Kevin P. Malcarney, Executive Vice President, General Counsel and Corporate Secretary of Clearway Energy, Inc. (CWEN), reported an acquisition of 864 Class C common shares on 09/02/2025 that represent dividend equivalent rights tied to his outstanding Restricted Stock Units (RSUs) and Relative Performance Stock Units (RPSUs). After the reported transaction he beneficially owns 85,655 shares, which include 4,565 dividend equivalent rights that may only be settled in Class C common stock. The Form 4 was signed on 09/04/2025. The filing notes these rights vest and settle proportionately with the underlying RSUs and RPSUs.
Cornelius Craig, President & CEO and Director of Clearway Energy, Inc. (CWEN), reported an insider purchase on a Form 4. On 09/02/2025 Mr. Craig was reported to have acquired 3,102 shares of Class C Common Stock, bringing his total beneficial ownership to 393,579 shares. The filing explains 3,102 represents dividend equivalent rights accrued on his Restricted Stock Units (RSUs) and Relative Performance Stock Units (RPSUs) that vest and may only be settled in Class C Common Stock. The total beneficial ownership includes 10,594 dividend equivalent rights that are likewise only settleable in Class C Common Stock. The Form 4 was signed on behalf of the reporting person by an attorney-in-fact on 09/04/2025.

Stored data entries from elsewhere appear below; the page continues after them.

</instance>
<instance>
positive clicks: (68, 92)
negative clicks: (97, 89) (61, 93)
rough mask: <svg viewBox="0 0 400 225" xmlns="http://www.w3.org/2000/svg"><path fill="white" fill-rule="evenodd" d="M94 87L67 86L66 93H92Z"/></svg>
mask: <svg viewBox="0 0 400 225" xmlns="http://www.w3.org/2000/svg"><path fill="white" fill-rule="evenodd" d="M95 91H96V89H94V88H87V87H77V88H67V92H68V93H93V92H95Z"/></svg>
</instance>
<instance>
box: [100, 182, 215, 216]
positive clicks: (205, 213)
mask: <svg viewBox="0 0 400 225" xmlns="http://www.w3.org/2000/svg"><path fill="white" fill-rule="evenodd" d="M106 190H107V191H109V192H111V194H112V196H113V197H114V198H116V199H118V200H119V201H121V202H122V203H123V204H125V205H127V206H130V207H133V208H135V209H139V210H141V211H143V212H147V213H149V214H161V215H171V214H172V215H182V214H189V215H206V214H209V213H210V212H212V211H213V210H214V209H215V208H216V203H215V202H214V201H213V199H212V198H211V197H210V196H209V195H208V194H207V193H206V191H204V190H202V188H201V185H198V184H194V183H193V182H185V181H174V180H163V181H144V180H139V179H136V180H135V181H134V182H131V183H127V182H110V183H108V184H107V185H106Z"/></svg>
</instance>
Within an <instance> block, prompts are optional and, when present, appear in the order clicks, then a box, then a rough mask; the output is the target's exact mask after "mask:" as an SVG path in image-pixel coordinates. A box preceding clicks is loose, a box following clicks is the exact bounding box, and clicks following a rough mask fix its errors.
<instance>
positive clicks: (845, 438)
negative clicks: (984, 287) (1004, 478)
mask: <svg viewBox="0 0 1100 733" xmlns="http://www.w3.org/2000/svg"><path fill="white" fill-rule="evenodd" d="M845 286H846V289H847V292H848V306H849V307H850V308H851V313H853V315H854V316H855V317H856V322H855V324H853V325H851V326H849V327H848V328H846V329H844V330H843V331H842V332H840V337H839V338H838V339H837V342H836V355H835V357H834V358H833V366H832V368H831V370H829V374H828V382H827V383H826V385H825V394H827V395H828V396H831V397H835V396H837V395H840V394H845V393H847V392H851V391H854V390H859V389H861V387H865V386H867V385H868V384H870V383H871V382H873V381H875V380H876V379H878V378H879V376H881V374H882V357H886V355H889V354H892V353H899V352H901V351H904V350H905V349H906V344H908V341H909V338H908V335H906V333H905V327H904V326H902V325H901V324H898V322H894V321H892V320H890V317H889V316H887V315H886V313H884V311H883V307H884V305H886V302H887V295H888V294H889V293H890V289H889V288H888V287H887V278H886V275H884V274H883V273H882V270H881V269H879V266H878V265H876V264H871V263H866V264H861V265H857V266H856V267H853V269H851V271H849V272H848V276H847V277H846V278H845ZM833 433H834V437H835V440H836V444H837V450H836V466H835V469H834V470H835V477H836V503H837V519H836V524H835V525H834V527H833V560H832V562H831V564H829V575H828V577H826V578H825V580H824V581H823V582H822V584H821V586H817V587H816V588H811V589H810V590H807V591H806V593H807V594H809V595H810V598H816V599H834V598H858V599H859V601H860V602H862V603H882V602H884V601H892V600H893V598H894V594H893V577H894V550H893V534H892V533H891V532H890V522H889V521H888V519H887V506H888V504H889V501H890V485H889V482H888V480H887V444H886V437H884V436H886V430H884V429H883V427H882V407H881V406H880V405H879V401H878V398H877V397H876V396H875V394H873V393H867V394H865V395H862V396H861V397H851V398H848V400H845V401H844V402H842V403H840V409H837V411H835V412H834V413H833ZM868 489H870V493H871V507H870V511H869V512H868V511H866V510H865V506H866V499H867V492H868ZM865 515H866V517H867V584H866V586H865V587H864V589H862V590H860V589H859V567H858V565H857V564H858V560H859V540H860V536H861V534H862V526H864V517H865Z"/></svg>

Clearway Energy director Oneal E. Stanley acquired 1,084 shares of Class C Common Stock on 09/02/2025 through dividend equivalent rights tied to Deferred Stock Units. After the transaction Mr. Stanley beneficially owned 80,867 shares, which explicitly includes 12,793 dividend equivalent rights that can only be settled in Class C Common Stock. The Form 4 was filed as an individual filing and signed on behalf of the reporting person by an attorney-in-fact on 09/04/2025.
Clearway Energy director Daniel B. More reported an acquisition of company stock tied to deferred compensation. The Form 4 shows 975 Class C common shares were acquired as dividend equivalent rights on deferred stock units, increasing his beneficial ownership to 63,727 shares. The filing notes that 13,020 of those shares are dividend equivalent rights that may only be settled in Class C common stock. The report was filed as an individual Form 4 and identifies the reporting person as a company director.
Clearway Energy (CWEN) director Jennifer Elaine Lowry reported a purchase of 304 shares of Class C Common Stock on 09/02/2025. The filing states these 304 shares represent dividend equivalent rights accrued on Deferred Stock Units and that such rights can only be settled in Class C Common Stock. After the transaction the reporting person beneficially owned 20,719 shares, which includes 2,127 dividend equivalent rights. The Form 4 was signed by an attorney-in-fact on 09/04/2025.